At space industry conference SATELLITE in May, Jeff Bezos did the billionaire-with-a-vision thing and unveiled Blue Origin’s lunar lander. As is routine, the internet tweeted hot takes of his presentation nearly in realtime, not even taking the time to let him finish, much less spend a moment thinking about it.
I understand his ambitions in the context of the Space Studies Institute, which is “rebooting” with a conference in Seattle later this year. SSI was founded by physicist Gerard O’Neill, who Bezos studied under at Princeton and even cited in the opening of the SATELLITE talk. He also echoed many of the assertions in O’Neill’s own late-life “vision” presentation quite directly:
There is a strong correlation between energy use and standard of living.
Earth is finite and gravity is strong, so we must exploit in-space material and energy resources.
NASA is too conservative, we need to harness the power of capitalism to progress.
To expand we need not grand goals, but iterative investment in infrastructure.
To bootstrap space colonization we must stay on the moon, not only visit.
We need to make beautiful, enjoyable space habitats if we’re going to live there. This means nature, which requires scale.
Bezos even showed renderings of future space habitats that mimicked those from O’Neill’s The High Frontier.
These graphics have been soundly mocked for including farms, wildlife, and replica cities.
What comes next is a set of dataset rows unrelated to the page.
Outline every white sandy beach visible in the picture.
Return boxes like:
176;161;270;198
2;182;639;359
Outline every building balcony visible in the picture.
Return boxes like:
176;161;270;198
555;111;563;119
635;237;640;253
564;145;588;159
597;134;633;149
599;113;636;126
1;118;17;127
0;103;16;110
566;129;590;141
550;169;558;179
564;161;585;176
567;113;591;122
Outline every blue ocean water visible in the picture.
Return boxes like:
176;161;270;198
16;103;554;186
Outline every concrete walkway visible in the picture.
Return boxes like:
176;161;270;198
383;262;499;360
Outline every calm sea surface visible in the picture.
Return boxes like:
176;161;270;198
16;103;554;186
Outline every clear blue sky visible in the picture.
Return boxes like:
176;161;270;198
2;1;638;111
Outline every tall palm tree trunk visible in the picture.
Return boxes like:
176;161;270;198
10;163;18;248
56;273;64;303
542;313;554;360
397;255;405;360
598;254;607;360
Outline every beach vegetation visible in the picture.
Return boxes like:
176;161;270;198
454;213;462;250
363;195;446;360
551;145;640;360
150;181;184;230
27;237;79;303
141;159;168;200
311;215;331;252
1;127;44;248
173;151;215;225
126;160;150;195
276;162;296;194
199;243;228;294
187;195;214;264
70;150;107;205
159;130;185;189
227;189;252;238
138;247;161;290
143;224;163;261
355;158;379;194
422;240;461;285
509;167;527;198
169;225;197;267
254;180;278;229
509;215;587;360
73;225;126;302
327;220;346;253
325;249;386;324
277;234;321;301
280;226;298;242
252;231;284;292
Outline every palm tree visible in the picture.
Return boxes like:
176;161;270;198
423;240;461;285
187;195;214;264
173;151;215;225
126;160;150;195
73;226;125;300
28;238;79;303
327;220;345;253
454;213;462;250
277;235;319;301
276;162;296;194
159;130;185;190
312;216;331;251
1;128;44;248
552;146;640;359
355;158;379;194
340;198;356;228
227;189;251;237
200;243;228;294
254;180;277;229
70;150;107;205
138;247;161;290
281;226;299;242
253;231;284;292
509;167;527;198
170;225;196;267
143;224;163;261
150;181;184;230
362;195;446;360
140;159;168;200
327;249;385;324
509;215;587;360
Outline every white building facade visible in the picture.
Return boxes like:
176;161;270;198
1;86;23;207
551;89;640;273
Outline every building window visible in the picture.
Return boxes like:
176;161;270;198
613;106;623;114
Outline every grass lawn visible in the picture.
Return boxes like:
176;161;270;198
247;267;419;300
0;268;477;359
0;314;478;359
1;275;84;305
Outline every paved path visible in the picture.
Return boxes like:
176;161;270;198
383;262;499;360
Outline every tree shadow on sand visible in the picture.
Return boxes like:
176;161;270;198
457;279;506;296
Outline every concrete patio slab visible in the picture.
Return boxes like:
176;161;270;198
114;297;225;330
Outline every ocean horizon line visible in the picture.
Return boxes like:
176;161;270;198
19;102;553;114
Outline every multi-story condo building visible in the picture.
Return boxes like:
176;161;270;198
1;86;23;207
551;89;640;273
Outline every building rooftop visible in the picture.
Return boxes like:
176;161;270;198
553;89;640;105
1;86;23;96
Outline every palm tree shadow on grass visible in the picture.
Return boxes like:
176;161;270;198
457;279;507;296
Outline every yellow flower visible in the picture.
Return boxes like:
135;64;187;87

But the originals were unrealistically suburban, themselves, in a purposeful attempt to bring familiarity to the concept. He was trying to inspire and sell a vision for our distant future, not predict or prescribe it.
Earth is the best planet, it isn't close. We do need to protect it, it's essential, it's our job. We're now big enough now to hurt this planet.
There was also a lot of hand-wringing about our captains of industry giving up on Earth. Yet the presentation was peppered with “we must take care of Earth” statements to an annoying degree. Many observers seem upset by the fatalism around energy; Earth is finite and there is an upper limit on our use of energy. But we cannot use simply use less because human well-being is correlated with energy use, and not enough of us would prefer to make fewer humans.
Again, this is long-term worrying from the man who has spent $42 million helping to build a 10,000 year clock. It is an uncomfortable truth but also basic science. Get over it and start working on the (social) problem.
Rigidity is characteristic of a system which is just about to be replaced something better.
I myself have some discomfort with one component of Bezos’s vision. Given that NASA today is conservative and underfunded, he follows in the footsteps of his mentor, who concluded that government is feckless and only business can make the future. This is natural puddle thinking, since the business world has given us Amazon and thus Blue Origin.
In the short term, I think his pep talk to entrepreneurs is well aimed. Capitalism is the most powerful organizing function we have, at least in the West.
In the long term, as we progress into space while also confronting the challenges of a changing planet, to assume today’s means of organizing our resources will suffice seems akin to asserting our space habitats will have red barns and open crop fields.
While I’m musing about Bezos’s lunar ambitions, I have to note the contrast with Elon Musk. The Blue Origin presentation threw plenty of shade at SpaceX: asserting that Mars is simply too far for the communications we need to bootstrap, gloating about on-time launch records and availability despite weather, and differentiating between refurbishment and ready reuse of flight vehicles.
Musk was far less subtle in reacting, tweeting a modified image of the lunar lander that read “blue balls” to the roaring approval of his shitposting followers. This was 6 hours after subtweeting his approval of a reckless Tesla porn video.
The contrast in the public presence and the inevitable community of admirers attracted to each of our space oligarchs is remarkable.